Southside Blooms has a fulfillment center that delivers throughout the Chicagoland area and its suburbs. To support its business model, Blackwell described, “We’re pulling resources from all of these other well-resourced communities and bringing them into our community. A lot of traditional businesses are small businesses that rely on the foot traffic of that community that has disposable income to spend. We don’t have that level of money in our community. So, it was important for us to find a way to pull that money from other areas of the city that are very well-resourced to continue to feed our program, open more spots for the youth, and get them exposed to other areas of the city.”

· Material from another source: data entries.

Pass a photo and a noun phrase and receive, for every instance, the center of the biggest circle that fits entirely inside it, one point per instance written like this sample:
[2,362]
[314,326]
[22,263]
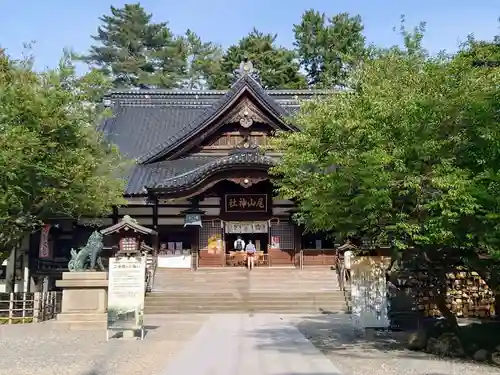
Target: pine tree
[200,60]
[328,48]
[133,51]
[278,66]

For 2024, Southside Blooms has plans of opening a fulfillment center on the West Side of Chicago, “which is in a community that faces a similar situation as our community in Englewood. It was the first neighborhood that I moved into in the inner-city back in 2011, before I even met Quilen. We realize that the youth in that community live too far away to come all the way to the South Side for a job. The space we are opening on the West Side is quite a bit bigger than our fulfillment center here on the Southside, and part of that was intentional. We always want to be pushing ourselves and open our minds to what we can be, especially when you’re talking about saving the lives of youth. Every single life has value and if we can draw one more person in, that’s worth it.”

While they’re proud of all their business accomplishments, Blackwell is most proud of when they get new youth through the door. Blackwell added, “When there’s 20 youth from my neighborhood that are working with flowers and building beautiful designs and making money…to me, that’s always going to be the greatest accomplishment.”